Mentre attendiamo (e preghiamo per) il risveglio di Marta Cartabia, noi sappiamo bene cosa fare, qualunque sia il prezzo da pagare. Noi vogliamo fare come l’ortolano di Havel, immagine che il Ministro della Giustizia definiva «indimenticabile», perché «decide di rompere il velo di menzogna, con il semplice gesto di rimuovere dalla vetrina del suo negozio lo slogan “proletari di tutto il mondo unitevi!”. Da questo tipo di gesti, alla portata di chiunque, può prendere origine la resistenza al potere e la rinascita morale». Bisogna che continuino ad esistere degli “ortolani”, che non accettano di controllare il green-pass, che non accettano di esibirlo (che siano vaccinati o meno), che non accettano di fare controlli e dare multe. “Ortolani” tra i medici e gli operatori sanitari, che inizino a dire al mondo le oscenità che vedono nei reparti, nelle case di riposo, nei Pronto Soccorso; “ortolani” tra quanti hanno fatto il vaccino e hanno subito gravi reazioni avverse, o tra i familiari dei tanti che sono morti per questa improvvisa ondata di “malori” che sta colpendo innumerevoli persone giovani.

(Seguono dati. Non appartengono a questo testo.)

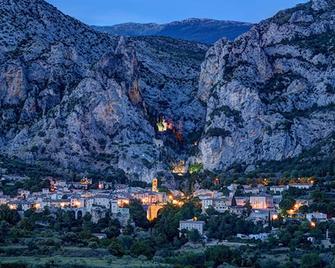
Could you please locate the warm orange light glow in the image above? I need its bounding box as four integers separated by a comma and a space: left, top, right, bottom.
287, 209, 295, 215
33, 203, 42, 209
8, 204, 17, 210
272, 214, 278, 221
73, 200, 81, 208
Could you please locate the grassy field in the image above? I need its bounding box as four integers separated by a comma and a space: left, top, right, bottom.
0, 256, 169, 268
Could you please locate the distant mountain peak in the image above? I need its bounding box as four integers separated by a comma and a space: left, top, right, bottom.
93, 18, 252, 44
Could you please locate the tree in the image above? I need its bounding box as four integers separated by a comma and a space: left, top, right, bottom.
130, 240, 155, 258
129, 200, 149, 229
187, 229, 201, 243
108, 239, 125, 257
0, 205, 20, 225
279, 196, 295, 213
0, 221, 9, 242
300, 253, 323, 268
205, 246, 232, 267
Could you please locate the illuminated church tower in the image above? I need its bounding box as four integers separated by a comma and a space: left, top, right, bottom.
152, 178, 158, 192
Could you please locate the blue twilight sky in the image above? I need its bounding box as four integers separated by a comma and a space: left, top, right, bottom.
47, 0, 307, 25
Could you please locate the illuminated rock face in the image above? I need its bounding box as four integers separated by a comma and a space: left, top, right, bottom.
199, 0, 335, 170
0, 0, 207, 182
147, 205, 164, 221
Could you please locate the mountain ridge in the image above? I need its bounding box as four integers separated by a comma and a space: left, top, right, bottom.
92, 18, 253, 44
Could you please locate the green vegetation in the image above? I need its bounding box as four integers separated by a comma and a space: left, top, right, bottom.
206, 128, 231, 138
188, 163, 204, 174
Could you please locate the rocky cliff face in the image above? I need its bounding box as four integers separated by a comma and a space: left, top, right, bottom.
199, 0, 335, 170
0, 0, 207, 180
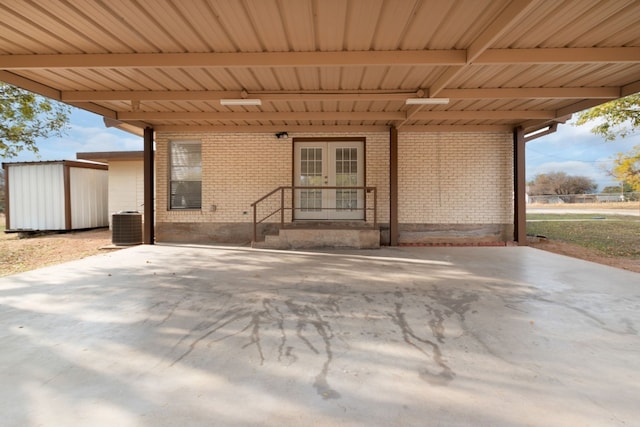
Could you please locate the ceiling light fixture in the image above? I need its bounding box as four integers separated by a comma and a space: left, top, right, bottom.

Non c’è alternativa: o si è corresponsabili, con la propria obbedienza e silenzio, del sistema post-totalitario oppure si diventa “ortolani”.

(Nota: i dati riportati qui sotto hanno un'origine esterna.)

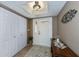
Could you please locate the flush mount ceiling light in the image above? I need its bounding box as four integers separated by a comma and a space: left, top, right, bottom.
24, 1, 48, 15
33, 1, 41, 11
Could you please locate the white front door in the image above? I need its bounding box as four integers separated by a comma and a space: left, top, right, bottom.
33, 17, 52, 47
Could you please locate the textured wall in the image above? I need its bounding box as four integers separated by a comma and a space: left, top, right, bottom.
58, 1, 79, 55
0, 8, 27, 57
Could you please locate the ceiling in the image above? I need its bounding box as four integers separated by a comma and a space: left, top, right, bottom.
0, 1, 66, 18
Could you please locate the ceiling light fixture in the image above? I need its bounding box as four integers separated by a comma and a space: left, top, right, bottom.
33, 1, 41, 11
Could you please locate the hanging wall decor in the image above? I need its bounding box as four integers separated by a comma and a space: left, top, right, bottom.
61, 9, 77, 23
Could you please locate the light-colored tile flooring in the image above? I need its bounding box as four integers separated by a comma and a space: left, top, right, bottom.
15, 45, 51, 57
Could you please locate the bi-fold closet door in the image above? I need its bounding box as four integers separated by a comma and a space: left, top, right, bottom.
0, 7, 27, 57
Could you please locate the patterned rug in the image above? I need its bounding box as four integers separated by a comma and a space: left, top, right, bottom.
24, 45, 51, 57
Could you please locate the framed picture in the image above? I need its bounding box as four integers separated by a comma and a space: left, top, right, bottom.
61, 9, 77, 23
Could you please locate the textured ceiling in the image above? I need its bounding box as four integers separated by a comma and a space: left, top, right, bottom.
0, 1, 66, 18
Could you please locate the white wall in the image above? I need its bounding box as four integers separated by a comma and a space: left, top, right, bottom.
58, 1, 79, 55
52, 16, 57, 38
0, 8, 27, 57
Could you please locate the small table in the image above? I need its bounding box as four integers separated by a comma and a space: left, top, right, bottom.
51, 40, 78, 57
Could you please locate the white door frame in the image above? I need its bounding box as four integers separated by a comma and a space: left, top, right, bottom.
33, 17, 53, 47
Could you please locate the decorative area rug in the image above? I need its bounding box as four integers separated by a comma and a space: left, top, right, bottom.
24, 45, 51, 57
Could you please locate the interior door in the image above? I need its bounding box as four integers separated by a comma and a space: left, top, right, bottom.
33, 18, 52, 47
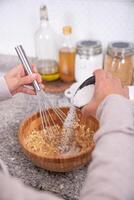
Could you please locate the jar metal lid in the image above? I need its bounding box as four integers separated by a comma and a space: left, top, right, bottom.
107, 42, 134, 56
76, 40, 102, 56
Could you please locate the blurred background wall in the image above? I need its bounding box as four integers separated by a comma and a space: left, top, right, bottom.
0, 0, 134, 56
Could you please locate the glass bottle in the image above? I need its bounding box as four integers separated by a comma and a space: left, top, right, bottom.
34, 5, 59, 81
104, 42, 134, 86
59, 26, 75, 82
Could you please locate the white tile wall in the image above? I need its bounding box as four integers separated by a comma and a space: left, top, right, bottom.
0, 0, 134, 55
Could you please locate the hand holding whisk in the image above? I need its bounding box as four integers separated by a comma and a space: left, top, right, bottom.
15, 45, 72, 141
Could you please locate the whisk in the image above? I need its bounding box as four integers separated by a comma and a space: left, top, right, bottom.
15, 45, 67, 134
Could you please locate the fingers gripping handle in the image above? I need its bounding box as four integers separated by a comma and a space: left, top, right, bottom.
15, 45, 41, 92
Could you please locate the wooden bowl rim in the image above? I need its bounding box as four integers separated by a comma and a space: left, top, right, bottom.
18, 107, 99, 161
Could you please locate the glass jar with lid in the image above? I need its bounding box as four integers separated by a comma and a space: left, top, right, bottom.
75, 40, 103, 82
104, 42, 134, 86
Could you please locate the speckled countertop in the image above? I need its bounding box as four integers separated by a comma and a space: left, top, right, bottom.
0, 55, 87, 200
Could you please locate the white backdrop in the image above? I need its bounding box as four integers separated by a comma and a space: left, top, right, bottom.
0, 0, 134, 56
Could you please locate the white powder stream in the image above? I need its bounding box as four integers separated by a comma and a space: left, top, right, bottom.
60, 105, 76, 153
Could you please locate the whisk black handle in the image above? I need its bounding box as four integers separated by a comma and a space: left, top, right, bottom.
15, 45, 41, 92
74, 76, 95, 95
78, 76, 95, 90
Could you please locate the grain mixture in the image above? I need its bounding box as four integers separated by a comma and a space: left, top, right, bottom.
25, 123, 94, 157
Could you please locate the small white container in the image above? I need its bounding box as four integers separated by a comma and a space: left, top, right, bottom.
75, 40, 103, 82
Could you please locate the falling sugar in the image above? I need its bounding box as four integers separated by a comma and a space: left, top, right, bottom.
60, 105, 76, 153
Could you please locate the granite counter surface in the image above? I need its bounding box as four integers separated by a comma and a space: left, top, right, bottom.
0, 55, 87, 200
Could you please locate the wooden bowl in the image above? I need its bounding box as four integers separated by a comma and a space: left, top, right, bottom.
18, 108, 99, 172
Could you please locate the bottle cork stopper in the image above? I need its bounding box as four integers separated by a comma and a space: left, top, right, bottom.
63, 26, 72, 35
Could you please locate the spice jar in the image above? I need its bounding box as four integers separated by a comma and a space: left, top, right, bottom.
59, 26, 75, 82
104, 42, 134, 86
75, 40, 103, 82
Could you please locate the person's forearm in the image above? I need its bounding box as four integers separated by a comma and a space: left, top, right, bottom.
0, 76, 12, 101
80, 95, 134, 200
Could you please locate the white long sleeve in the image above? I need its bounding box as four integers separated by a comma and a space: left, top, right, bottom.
0, 76, 12, 101
80, 95, 134, 200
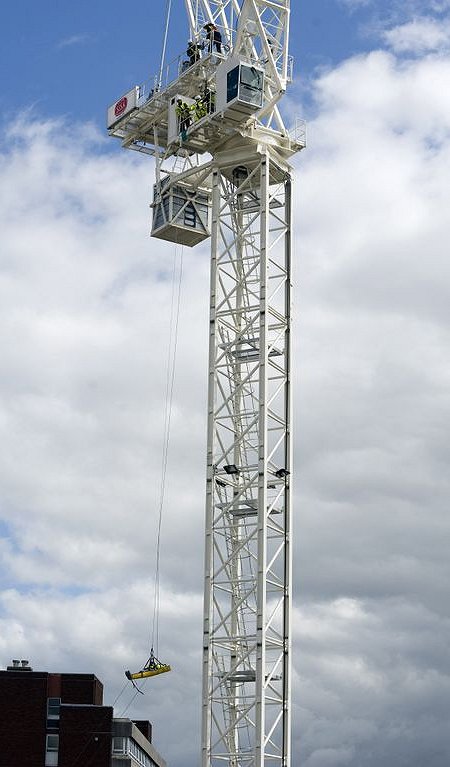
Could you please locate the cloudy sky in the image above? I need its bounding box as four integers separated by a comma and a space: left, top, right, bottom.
0, 0, 450, 767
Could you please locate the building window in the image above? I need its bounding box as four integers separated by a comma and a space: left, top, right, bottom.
113, 738, 126, 754
47, 698, 61, 730
47, 698, 61, 719
45, 735, 59, 767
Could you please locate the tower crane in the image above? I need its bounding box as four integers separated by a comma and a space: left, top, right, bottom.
108, 0, 305, 767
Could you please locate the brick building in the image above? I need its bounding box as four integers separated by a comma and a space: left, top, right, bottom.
0, 661, 166, 767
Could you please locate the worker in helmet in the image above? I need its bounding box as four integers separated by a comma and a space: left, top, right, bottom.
203, 21, 222, 53
193, 96, 208, 120
186, 40, 200, 67
175, 99, 191, 134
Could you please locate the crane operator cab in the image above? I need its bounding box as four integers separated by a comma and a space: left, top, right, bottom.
216, 56, 264, 122
151, 175, 211, 247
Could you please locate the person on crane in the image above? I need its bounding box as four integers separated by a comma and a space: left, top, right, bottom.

Vi diranno che tanto non serve; vi diranno che è meglio tacere e non rischiare il posto di lavoro, l’amicizia, la stima dei colleghi; vi diranno che se non cambiano le cose nei posti che contano, è inutile giocare a fare gli eroi. Non credeteci, sono tutte menzogne di cui il post-totalitarismo ha disperato bisogno per sopravvivere. La verità ce la spiega Havel, in uno dei passi più celebri, che non a caso, la Cartabia non ha potuto non riportare: il gesto dell’ortolano «ha dimostrato che la vita nella menzogna è proprio vita nella menzogna [...], ha detto che il re è nudo. E giacché il re è davvero nudo, è accaduto qualcosa di enormemente pericoloso: con il suo gesto l’ortolano ha interpellato il mondo, ha dato ad ognuno la possibilità di guardare dietro il sipario, ha dimostrato ad ognuno che è possibile vivere nella verità [...] L’ortolano non ha messo in pericolo la struttura del potere oggettivo, ma in quanto il suo gesto ha trasceso la sua persona, ha fatto luce intorno a sé».

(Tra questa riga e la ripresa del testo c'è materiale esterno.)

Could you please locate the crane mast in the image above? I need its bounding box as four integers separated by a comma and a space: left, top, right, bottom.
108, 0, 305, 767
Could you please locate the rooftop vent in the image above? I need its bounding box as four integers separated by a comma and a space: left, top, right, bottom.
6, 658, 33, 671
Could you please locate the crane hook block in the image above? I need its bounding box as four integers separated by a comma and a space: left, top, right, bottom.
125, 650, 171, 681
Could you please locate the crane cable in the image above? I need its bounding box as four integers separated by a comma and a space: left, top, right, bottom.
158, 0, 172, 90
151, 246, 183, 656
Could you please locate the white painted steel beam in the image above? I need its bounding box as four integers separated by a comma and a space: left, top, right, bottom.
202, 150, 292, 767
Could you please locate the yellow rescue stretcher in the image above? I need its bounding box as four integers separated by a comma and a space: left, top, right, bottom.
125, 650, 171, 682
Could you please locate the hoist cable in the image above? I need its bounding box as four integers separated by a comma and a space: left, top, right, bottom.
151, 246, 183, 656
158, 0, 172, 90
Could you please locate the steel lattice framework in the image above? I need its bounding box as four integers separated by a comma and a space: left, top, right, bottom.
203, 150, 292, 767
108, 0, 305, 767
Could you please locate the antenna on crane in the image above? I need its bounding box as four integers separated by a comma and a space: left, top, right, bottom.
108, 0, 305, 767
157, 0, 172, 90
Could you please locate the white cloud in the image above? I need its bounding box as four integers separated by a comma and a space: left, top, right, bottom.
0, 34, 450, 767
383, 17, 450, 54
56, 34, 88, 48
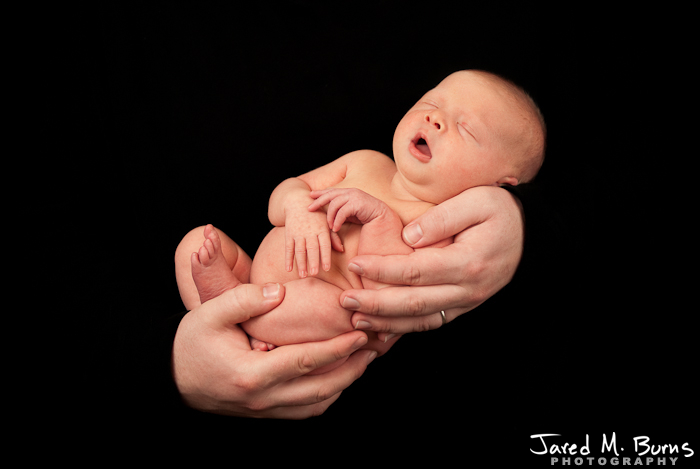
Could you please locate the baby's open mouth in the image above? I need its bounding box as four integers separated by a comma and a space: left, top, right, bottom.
414, 137, 433, 158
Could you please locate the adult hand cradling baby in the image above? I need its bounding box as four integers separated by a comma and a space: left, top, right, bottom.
173, 284, 377, 419
340, 186, 524, 340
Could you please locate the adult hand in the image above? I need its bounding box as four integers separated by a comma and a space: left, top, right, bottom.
340, 187, 524, 339
173, 284, 376, 419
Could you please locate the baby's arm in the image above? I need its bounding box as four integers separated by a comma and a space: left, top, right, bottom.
268, 152, 374, 278
308, 189, 413, 289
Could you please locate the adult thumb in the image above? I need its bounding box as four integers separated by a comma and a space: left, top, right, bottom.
202, 283, 285, 325
403, 195, 479, 248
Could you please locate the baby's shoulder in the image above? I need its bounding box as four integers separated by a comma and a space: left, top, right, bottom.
345, 150, 396, 170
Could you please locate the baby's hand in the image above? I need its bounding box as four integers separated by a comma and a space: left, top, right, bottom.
284, 208, 343, 278
309, 189, 390, 233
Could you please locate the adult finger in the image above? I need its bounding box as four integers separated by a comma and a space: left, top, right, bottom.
348, 244, 468, 285
268, 347, 377, 416
254, 331, 368, 388
306, 235, 321, 275
318, 231, 332, 272
340, 284, 468, 318
402, 187, 514, 248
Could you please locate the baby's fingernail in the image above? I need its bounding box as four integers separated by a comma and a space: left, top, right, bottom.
403, 223, 423, 244
343, 296, 360, 311
263, 283, 280, 300
355, 321, 372, 329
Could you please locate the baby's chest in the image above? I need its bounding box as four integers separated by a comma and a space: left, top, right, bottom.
330, 177, 433, 226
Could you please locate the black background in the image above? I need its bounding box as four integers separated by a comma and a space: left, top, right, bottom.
56, 0, 696, 465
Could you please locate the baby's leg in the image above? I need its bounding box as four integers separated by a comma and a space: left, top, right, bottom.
241, 277, 353, 374
241, 277, 353, 345
175, 225, 252, 309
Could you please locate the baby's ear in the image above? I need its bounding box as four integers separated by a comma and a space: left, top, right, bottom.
495, 176, 518, 186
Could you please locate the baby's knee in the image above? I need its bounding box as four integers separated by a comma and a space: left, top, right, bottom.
243, 277, 353, 345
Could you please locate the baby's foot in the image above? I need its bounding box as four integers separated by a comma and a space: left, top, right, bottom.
191, 225, 241, 303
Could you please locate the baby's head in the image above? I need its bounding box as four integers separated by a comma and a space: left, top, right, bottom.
393, 70, 546, 203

Il grande Golia crolla con la pietra scagliata da un ragazzetto, Davide. Un ragazzo, una pietruzza e un ortolano: decisamente a nostra portata di mano. Non è leggenda, è storia e storia sacra: «La vita stessa di Havel mostra che un “io” non de-moralizzato, cioè non rassegnato alla menzogna, può diventare attore della trasformazione della storia di un paese e dell’intera Europa». Non c’è altra strada che la disobbedienza civile dell’ortolano. Parola di Marta Cartabia.